Third, critics have attacked Friedman for saying that the United States should recognize Jerusalem as Israel’s capital and move the embassy to Jerusalem. This is actually the law, which Congress adopted in 1995. Unfortunately, Congress made the mistake of providing the president a loophole to ignore the law, and the State Department has succeeded in convincing successive presidents to abandon their campaign pledges to move the embassy on the spurious grounds that doing so would threaten national security.

Unlike his critics, Friedman has the law on his side. He also has the foresight Palestinian apologists lack, namely, the understanding that by recognizing Jerusalem as the indivisible capital of Israel, the United States will shatter the Palestinian fantasy of someday controlling Jerusalem. The pro-Palestinian and anti-Israel house of cards will then collapse as the refugees realize they will never return to homes they claim in Israel, and the PLO, Hamas and other terrorists’ hope to liberate Palestine from the river to the sea will be broken once and for all.

There is a nearly 70-year record of State Department incompetence in the Middle East. This includes an archive full of failed peace initiatives pushed by often well-meaning officials who simply refused to accept that the obstacle to peace is not Israel’s “right-wing government” and it is not the “occupation,” and it is not settlements.

The obstacle to peace is the refusal of Palestinians to accept the right of the Jewish people to self-determination in their homeland.
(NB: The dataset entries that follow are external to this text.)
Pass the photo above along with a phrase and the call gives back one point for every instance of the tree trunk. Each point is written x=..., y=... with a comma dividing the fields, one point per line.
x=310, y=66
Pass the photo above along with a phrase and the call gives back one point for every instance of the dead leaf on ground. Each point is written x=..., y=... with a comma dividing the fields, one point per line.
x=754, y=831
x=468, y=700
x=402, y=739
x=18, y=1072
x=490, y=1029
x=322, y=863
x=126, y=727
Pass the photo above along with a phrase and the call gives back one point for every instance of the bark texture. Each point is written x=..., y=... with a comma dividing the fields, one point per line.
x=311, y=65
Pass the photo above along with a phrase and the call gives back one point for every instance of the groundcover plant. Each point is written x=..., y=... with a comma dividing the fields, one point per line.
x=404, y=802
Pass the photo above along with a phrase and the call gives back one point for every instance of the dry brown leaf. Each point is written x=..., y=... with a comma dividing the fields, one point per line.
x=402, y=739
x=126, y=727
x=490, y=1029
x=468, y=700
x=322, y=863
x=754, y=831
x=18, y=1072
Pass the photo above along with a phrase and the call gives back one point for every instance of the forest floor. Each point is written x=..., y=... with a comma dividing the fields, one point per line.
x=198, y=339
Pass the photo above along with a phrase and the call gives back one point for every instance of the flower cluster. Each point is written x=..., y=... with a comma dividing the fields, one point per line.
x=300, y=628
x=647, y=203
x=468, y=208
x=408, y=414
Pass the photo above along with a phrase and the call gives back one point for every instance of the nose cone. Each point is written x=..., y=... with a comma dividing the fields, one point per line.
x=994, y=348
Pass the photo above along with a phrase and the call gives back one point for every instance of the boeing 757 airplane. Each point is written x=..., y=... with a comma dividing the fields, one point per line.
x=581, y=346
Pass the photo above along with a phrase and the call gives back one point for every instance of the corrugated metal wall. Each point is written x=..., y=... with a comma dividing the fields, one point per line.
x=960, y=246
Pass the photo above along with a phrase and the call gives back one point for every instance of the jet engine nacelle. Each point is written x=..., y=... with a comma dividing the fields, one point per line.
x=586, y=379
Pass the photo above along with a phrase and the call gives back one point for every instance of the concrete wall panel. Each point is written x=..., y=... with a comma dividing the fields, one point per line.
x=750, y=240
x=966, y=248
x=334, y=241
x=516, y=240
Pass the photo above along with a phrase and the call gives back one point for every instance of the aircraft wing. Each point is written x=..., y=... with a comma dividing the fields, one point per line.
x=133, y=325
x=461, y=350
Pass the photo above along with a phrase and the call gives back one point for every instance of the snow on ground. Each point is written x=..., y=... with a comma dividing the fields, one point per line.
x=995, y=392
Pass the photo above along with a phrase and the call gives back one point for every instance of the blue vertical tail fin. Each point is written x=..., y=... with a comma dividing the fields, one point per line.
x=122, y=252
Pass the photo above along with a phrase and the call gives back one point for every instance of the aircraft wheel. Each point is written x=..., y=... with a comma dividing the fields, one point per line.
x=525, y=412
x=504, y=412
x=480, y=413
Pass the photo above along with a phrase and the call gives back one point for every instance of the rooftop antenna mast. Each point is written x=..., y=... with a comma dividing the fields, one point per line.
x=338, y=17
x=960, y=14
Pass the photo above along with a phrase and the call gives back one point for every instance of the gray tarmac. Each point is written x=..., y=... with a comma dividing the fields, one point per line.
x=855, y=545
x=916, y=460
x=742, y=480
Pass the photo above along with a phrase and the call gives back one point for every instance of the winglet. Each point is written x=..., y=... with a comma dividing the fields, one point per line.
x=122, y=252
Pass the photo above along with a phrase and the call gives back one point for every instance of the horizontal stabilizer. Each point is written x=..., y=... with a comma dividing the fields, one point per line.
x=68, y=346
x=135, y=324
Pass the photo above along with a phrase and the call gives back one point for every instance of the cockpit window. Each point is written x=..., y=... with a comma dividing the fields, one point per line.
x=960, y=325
They have maintained this position while rejecting offers of statehood or routes to independence in 1937, 1939, 1947, 1979, 1993, 2000, 2008 as well as the last seven years when they refused to negotiate with Israel despite having a President extremely sympathetic to Palestinian positions. And, incidentally, the settlement movement would have been stopped in its tracks at any of those junctures if the Palestinians chose peace over irredentism. So, if you want to blame anyone for the growth of settlements, you should start with Yasser Arafat and Mahmoud Abbas.

Finally, let me address the least substantive criticism of Friedman and that is the anger over his description of J Street as the equivalent of Jewish kapos. I will agree that this language was unacceptable and inappropriate. Nothing short of genocide should be compared to the Nazis.

The point he so indelicately made was consistent, however, with the views of those who do not consider J Street pro-Israel or pro-peace. Rather, J Street reflects the belief of some government officials and Jews on the extreme of the political left that Israelis don’t know what’s good for them and that their democratic process should be replaced by the judgment of Americans living safely 6,000 miles away. Donald Trump has made clear he wants to strengthen, not weaken, the U.S.-Israel relationship and he has chosen an ambassador to Israel well-suited to carrying out his policy.